AdaMod is a new deep learning optimizer that builds on Adam, but provides an automatic warmup heuristic and long term learning rate buffering. From initial testing, AdaMod is a top 5 optimizer and readily beats or exceeds vanilla Adam, while being much less sensitive to the learning rate hyperparameter, smoother training curve, and requires no warmup mode.
AdaMod is proposed in the paper “An Adaptive and Momental Bound Method for Stochastic Learning” by Ding, Ren, Lou and Sun.
How AdaMod works: AdaMod maintains an exponential, long term average of the adaptive learning rates themselves, and uses that to clip any excessive adaptive rates throughout training.
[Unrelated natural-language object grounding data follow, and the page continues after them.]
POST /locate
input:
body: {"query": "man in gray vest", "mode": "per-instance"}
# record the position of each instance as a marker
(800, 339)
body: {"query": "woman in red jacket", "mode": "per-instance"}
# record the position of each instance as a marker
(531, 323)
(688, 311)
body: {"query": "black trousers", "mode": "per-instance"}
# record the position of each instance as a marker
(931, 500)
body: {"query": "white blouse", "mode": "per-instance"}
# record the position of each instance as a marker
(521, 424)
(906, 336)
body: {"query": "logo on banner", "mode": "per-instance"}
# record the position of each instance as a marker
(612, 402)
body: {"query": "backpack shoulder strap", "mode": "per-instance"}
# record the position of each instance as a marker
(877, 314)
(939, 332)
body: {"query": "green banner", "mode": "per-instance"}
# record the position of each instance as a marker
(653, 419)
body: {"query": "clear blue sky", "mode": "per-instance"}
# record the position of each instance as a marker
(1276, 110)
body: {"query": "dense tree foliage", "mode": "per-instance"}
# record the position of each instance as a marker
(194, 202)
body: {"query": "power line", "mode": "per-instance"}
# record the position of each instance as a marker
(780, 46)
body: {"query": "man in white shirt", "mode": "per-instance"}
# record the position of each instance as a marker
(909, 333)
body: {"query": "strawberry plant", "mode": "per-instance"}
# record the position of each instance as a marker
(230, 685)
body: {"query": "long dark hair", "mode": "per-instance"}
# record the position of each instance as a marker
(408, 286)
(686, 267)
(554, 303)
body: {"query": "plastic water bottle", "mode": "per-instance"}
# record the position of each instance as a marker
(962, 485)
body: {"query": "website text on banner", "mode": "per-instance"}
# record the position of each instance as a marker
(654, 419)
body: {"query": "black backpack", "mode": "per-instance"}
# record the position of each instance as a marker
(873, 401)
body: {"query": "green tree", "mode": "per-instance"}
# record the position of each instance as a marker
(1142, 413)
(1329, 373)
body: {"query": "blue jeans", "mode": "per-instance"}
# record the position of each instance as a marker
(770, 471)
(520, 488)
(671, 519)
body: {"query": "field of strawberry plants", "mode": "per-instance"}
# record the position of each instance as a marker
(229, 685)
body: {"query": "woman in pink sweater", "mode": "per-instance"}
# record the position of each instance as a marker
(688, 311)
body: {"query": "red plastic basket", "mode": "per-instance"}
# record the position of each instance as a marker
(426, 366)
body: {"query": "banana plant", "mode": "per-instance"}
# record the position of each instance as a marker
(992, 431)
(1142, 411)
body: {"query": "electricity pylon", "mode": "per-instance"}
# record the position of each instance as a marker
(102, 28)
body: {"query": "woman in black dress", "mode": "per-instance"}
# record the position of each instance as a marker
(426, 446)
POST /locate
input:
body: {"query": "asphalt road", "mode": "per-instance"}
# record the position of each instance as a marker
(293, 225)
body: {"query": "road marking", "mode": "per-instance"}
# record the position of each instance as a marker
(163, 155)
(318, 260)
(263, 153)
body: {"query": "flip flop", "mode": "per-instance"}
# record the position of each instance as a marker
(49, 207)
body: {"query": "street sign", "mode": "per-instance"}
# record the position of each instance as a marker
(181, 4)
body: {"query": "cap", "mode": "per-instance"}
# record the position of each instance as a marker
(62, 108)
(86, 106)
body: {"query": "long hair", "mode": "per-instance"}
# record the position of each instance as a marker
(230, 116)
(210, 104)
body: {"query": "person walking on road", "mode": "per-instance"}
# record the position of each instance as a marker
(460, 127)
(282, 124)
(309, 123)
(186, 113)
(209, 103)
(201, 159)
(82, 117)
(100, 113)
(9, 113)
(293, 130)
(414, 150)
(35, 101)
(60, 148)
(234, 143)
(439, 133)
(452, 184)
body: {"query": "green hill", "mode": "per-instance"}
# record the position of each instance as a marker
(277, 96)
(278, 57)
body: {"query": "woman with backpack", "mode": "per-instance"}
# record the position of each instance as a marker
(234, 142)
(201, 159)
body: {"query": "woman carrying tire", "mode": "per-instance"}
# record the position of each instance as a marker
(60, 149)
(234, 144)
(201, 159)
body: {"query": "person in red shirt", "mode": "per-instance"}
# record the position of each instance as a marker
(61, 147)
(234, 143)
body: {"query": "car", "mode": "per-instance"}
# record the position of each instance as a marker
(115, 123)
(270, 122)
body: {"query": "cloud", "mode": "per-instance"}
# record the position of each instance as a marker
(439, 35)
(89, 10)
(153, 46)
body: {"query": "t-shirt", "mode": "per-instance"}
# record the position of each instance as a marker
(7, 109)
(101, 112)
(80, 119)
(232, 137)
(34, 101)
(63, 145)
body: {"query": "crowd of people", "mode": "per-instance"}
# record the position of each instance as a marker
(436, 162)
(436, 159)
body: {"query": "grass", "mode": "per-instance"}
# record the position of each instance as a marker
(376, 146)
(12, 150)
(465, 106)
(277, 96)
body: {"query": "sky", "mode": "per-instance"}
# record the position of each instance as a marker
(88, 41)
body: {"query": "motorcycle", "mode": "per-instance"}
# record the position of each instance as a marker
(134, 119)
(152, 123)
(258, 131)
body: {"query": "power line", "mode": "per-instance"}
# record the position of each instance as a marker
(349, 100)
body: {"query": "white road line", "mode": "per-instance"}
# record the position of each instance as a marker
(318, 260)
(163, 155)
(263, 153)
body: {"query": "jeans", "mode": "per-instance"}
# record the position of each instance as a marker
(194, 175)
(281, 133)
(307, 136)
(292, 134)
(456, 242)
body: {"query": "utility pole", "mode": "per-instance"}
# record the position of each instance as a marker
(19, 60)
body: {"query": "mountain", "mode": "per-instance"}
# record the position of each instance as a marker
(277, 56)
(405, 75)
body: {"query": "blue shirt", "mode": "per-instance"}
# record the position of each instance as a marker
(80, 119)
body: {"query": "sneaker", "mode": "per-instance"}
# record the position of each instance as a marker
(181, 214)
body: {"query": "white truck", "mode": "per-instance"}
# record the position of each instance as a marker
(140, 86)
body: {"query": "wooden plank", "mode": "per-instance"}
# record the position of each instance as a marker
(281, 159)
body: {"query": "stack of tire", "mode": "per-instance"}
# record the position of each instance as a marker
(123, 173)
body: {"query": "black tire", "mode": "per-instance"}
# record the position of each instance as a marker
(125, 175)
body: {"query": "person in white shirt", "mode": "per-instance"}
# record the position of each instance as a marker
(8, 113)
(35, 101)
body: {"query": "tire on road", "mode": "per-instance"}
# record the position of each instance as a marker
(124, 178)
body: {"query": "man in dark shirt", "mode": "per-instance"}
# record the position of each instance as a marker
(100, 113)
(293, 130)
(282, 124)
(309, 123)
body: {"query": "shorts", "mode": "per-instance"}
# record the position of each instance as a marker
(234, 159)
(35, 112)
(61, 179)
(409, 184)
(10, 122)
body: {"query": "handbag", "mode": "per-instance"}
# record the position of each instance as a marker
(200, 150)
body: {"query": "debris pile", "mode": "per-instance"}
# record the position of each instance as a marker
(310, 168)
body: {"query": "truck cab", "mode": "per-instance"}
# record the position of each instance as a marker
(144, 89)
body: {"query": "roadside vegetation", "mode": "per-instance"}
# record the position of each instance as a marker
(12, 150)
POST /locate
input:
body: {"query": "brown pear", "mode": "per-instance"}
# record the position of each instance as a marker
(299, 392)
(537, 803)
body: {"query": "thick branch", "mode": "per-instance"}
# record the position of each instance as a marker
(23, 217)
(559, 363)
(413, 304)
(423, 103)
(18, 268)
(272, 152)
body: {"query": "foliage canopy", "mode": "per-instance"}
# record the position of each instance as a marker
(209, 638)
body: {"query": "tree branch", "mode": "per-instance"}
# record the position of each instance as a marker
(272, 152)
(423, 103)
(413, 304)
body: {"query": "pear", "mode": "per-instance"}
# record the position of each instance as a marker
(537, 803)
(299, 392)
The results is improved convergence, no need for warmup, and less sensitivity to the actual learning rate chosen. The degree of memory is controlled by a new parameter, Beta3.
This longer term memory and clipping from it, addresses the main issues found with many adaptive optimizers such as vanilla Adam — the lack of longer term memory can result in non-convergence as the optimizer is trapped in bad optima due to spikiness of the adaptive learning rates. This non-convergence issue was raised by Reddi, Kale, Kumar (2018) and has resulted in a number of improvements to optimizers to offer ways to overcome it.
No warm-up needed: Very similar to Rectified Adam, AdaMod is able to control the variance of the adaptive learning rates from the start of training, and thus ensures stability at the beginning of training. The AdaMod researchers did several experiments to show the effect of warmup on Adam, as well as show how AdaMod does with no warmup.
In some cases (transformer models for NLP for example), Adam simply never gets going with out a warmup, which is shown in the above image.
The reason for this issue is exactly the same as what the Rectified Adam researchers noted — excessive variance in learning rates at the start of training (without a warmup) means Adam can make poor, excessive jumps at the start and trap itself in a bad minima with no escape.
The image above from the paper is very similar to the image shown in the Rectified Adam paper in that warm-up tames the excessive learning rates. I’ve added a red centerline at 0 in the two images above to better highlight the much lower learning rates that result from Adam with warmup (and thus why warmup is vital if only using regular Adam).
While Rectified Adam manages stable learning rates at the start, AdaMod does this but also continues to control the variance throughout training via clipping if the learning rates are higher than the long term memory, or average. This helps convergence and may avoid some of the non-convergence issues pointed out by Reddi with regular Adam.
Limitations of AdaMod: While AdaMod generally outperforms vanilla Adam, SGDM can still outperform AdaMod under longer training conditions. The authors note this as an item for future work.
(Note that DiffGrad does outperform SGDM on similar testing but DiffGrad does not handle training variance (i.e. warmup) as well as AdaMod…hence why I made ‘DiffMod’ which combines DiffGrad and AdaMod :)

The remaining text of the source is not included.